Je sais maintenant que je ne lirai jamais Ulysse. Je ne prétends pas que ce livre n’est pas fait pour moi, qu’on a surfait son importance, qu’on l’a depuis longtemps dépassé en audace. Je dis tout simplement qu’il est probable que mes goûts en littérature me porteront ailleurs dans les années qu’il me reste à vivre.
De même ai-je réussi à me consoler de ne jamais avoir lu au complet La recherche du temps perdu ni le théâtre de Shakespeare.
Je crois qu’il serait sot de ma part de noter trop lourdement ces insuffisances, ces carences alors que ce que j’appellerais « ma culture », si j’étais encore plus suffisant que je ne le suis, comporte tellement de trous qu’ils occupent tout l’espace.
Je n’ai jamais cessé de lire. À peu près jamais les romans que me proposait l’air du temps. J’ai très tôt eu horreur des best-sellers, de ces livres qu’il faut avoir lus pour être renseignés ou pour le paraître.
Petit à petit, j’ai épousé cette volonté d’indépendance au point de ne plus m’engager que dans des œuvres qui me parlaient directement. J’ai recherché – et je recherche – les auteurs qui ont par rapport à l’écriture et à la vie des approches qui me sont intimes. Les idées, je m’en suis méfié très tôt, acceptant qu’un écrivain dont je ne partageais pas les avis en politique par exemple soit pour moi un phare en ce qui a trait à l’écriture.
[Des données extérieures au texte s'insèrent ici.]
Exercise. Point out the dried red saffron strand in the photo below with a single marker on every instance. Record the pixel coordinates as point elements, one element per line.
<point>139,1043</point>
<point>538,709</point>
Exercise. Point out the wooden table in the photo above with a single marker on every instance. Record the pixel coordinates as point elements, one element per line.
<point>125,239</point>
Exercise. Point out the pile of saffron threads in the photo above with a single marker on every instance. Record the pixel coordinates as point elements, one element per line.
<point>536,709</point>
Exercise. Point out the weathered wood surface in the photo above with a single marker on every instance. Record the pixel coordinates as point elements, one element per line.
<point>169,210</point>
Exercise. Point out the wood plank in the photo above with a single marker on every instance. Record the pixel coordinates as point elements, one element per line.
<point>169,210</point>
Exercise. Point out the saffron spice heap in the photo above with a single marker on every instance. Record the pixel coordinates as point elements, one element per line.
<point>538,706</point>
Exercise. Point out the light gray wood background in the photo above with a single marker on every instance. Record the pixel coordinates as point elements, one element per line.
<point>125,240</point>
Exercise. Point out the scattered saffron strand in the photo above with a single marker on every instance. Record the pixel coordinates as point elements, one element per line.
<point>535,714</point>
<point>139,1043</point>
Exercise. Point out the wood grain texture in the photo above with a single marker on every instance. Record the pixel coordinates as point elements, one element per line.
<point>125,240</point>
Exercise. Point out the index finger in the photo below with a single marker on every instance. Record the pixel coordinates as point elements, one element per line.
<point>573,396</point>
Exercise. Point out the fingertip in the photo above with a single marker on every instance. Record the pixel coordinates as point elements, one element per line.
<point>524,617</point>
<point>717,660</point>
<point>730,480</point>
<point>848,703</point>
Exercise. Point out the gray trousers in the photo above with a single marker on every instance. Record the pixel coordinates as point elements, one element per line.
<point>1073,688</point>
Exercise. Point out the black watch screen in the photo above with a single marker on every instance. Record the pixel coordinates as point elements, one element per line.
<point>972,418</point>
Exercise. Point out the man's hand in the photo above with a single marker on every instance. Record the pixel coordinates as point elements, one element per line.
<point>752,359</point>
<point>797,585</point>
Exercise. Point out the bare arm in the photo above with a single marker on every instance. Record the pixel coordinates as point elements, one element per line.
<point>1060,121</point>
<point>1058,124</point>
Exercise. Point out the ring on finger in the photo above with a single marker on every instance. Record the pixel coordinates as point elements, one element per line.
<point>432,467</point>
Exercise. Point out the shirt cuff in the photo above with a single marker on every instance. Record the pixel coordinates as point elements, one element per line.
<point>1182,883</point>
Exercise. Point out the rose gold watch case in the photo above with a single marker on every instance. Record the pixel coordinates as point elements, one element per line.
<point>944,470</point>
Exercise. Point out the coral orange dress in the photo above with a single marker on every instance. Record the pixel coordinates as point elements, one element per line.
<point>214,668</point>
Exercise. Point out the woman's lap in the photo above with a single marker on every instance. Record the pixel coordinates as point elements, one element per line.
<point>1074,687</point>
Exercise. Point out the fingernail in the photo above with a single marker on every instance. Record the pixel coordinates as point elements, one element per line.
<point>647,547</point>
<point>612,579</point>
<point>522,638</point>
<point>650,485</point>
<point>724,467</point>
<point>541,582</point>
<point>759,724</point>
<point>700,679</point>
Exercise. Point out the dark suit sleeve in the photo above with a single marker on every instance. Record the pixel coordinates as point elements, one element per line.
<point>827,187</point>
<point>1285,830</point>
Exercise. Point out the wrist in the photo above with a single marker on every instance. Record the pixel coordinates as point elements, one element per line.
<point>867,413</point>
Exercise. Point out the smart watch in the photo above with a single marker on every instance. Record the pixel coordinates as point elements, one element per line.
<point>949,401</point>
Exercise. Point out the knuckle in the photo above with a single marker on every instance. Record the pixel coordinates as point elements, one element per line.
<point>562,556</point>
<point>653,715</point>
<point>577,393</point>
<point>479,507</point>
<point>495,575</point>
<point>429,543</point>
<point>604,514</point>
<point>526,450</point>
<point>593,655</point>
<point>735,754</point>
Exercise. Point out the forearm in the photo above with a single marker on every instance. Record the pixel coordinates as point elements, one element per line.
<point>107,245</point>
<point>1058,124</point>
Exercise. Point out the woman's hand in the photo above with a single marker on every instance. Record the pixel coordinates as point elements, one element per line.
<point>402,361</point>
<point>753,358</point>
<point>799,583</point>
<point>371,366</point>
Ainsi ai-je été et suis-je encore lecteur assidu d’un Jacques Chardonne dont l’attitude pendant l’Occupation nazie en France me révulse.
De même ai-je trouvé mon miel dans la fréquentation d’écrivains dits mineurs dont le discours me convenait mieux que les phrase ampoulées de tel grand prosateur au style trop drapé.
Maintenant que j’approche de la septantaine, je sais que je n’ai qu’effleuré la magie du verbe. Des chef-d’œuvres incontestables me seront à jamais interdits parce que j’ai été distrait, parce que le temps m’a manqué, parce que je n’ai pas osé en temps opportun.
Mais il n’est pas question que je le déplore trop ardemment. Je suis trop porté à m’étonner de ce que moi, enfant du peuple, aie eu la chance de déroger du sort qui aurait pu être le mien, celui de la parfaite ignorance du monde des livres. Aux malheurs que j’ai ressentis j’ai pu trouver une explication (jamais valable, mais qui sécurisait tout de même). J’ai su qu’à travers les âges les hommes avaient expérimenté des tourments semblables aux miens et surtout qu’ils en avaient fait des livres dont la consultation et la fréquentation m’étaient un baume essentiel.
Après tout, c’est porté par ces devanciers que je me suis mis à écrire. Décision qui n’a eu d’importance que pour moi. Je suis le premier à l’admettre.
C’est un peu pour cette manie de l’écriture qui me facilite parfois l’horreur de vivre que je ne déplore pas trop ne pas avoir lu Ulysse. La raison au fond tient peut-être de ce que j’ai craint que cette symphonie ne nuise au petit air de flûte dont je me sens capable parfois.